The popular discount grocery chain, Aldi, has recalled five pound bags of its Bakers Corner All Purpose Flour after an E. coli outbreak left 17 people sick in eight states, according to NewJersey.com. The recalled bags have the UPC code, 041498130404, according to the CDC. If you frequently shop at Aldi, you should check your cabinets and flour bags immediately to make sure you don't have a potentially hazardous item in your kitchen.

The affected flour, produced by ADM Milling Co. in Buffalo, New York, was sold in retail stores across 11 states: Connecticut, Delaware, Massachusetts, New Hampshire, New Jersey, New York, Ohio, Pennsylvania, Rhode Island, Vermont, and West Virginia, according to a statement from the CDC. Though these stores are specifically in the northeast of the United States, it is always worth checking the items you have in your own as a precaution.

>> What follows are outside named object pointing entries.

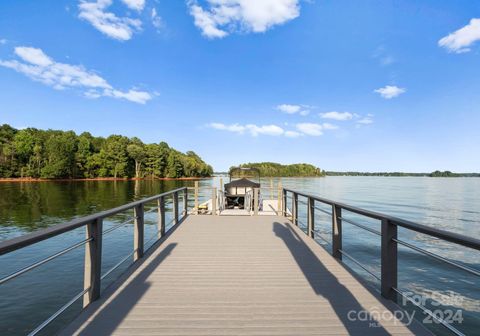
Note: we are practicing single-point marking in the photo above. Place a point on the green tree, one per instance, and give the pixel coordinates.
(60, 149)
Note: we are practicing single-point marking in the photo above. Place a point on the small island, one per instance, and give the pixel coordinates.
(272, 169)
(51, 154)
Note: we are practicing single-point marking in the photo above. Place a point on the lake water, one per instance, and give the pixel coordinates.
(451, 204)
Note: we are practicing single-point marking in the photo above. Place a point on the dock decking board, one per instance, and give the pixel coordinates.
(229, 275)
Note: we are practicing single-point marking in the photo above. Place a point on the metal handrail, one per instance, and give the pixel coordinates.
(438, 257)
(359, 264)
(58, 312)
(392, 237)
(35, 237)
(360, 226)
(442, 234)
(43, 261)
(113, 228)
(318, 235)
(41, 235)
(324, 211)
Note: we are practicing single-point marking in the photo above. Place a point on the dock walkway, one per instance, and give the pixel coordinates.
(222, 275)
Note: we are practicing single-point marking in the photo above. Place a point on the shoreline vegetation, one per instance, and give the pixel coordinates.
(38, 155)
(436, 173)
(272, 169)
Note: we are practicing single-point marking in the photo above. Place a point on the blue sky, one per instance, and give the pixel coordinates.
(345, 85)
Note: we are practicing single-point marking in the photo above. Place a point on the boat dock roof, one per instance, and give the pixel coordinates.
(239, 275)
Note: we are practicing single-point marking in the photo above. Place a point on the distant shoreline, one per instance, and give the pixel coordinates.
(29, 179)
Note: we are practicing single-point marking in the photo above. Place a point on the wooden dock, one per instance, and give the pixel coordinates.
(238, 275)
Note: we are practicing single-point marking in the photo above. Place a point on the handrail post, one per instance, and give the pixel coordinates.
(185, 202)
(175, 208)
(196, 198)
(295, 208)
(279, 199)
(138, 232)
(214, 201)
(389, 260)
(311, 217)
(336, 231)
(93, 261)
(255, 201)
(161, 216)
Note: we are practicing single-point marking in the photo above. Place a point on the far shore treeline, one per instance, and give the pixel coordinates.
(52, 154)
(272, 169)
(436, 173)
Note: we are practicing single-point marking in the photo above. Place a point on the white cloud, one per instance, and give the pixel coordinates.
(266, 130)
(226, 16)
(293, 109)
(274, 130)
(34, 56)
(290, 109)
(310, 129)
(389, 91)
(252, 129)
(460, 40)
(137, 5)
(156, 19)
(292, 134)
(328, 126)
(35, 64)
(366, 120)
(119, 28)
(235, 128)
(341, 116)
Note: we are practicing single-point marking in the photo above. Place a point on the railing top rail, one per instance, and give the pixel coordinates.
(421, 228)
(40, 235)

Out of an abundance of caution, Aldi has recalled all best if used by dates and all lots of Bakers Corner All Purpose Flour products produced by ADM Milling Co. in Buffalo, N.Y. from store shelves in these states,” Aldi said in a statement.

Consumers are being urged to throw away the affected flour or return it to their local Aldi store for a full refund, according to the Company. If you have flour in a container and are no longer sure of the UPC code, this should be thrown away as well as an extra precaution, according to the CDC. Containers should then be washed thoroughly with soap and hot water.

E. coli cases traced back to the flour happened between Dec. 11, 2018 and April 18, 2019, according to New Jersey.com. Two people were reportedly hospitalized.

So how does flour contract E. coli? Flour is made from milled wheat, and that wheat may have been exposed to bacteria during the harvesting process, according to the CDC.

Another major E. coli scare occurred last week, when 62,000 pounds of raw beef were recalled right before Memorial Day, according to USA Today. This time, the beef recall included much more than just hamburgers, as short ribs, ribeyes, and briskets were affected as well.

When certain strains of E. coli, or Escherichia coli, are contracted, it can cause severe abdominal cramps, bloody diarrhea and vomiting in the affected person, according to The Mayo Clinic.

According to the Minnesota Health Department, symptoms of E. coli infection show up two to five days after exposure. Symptoms can last anywhere from five to ten days. While some cases will clear up on their own, others will need treatment by a doctor.

Complications from E. coli include dehydration, blood loss, and kidney infections.

Anyone with further questions can call ADM Milling Co. Customer Service at (800) 422-1688 between the hours of 8 a.m. and 4:30 p.m. CT.

While it seems like the recall blows keep coming, consumers can stay safe by reading up on best cooking practices and practicing good hygiene inside and outside of the kitchen. As for your cabinets and fridge, you can always find a full list of recalled items on the CDC website. Giving that list a look every so often wouldn't hurt. Better safe than sorry is a good motto when it comes to food safety.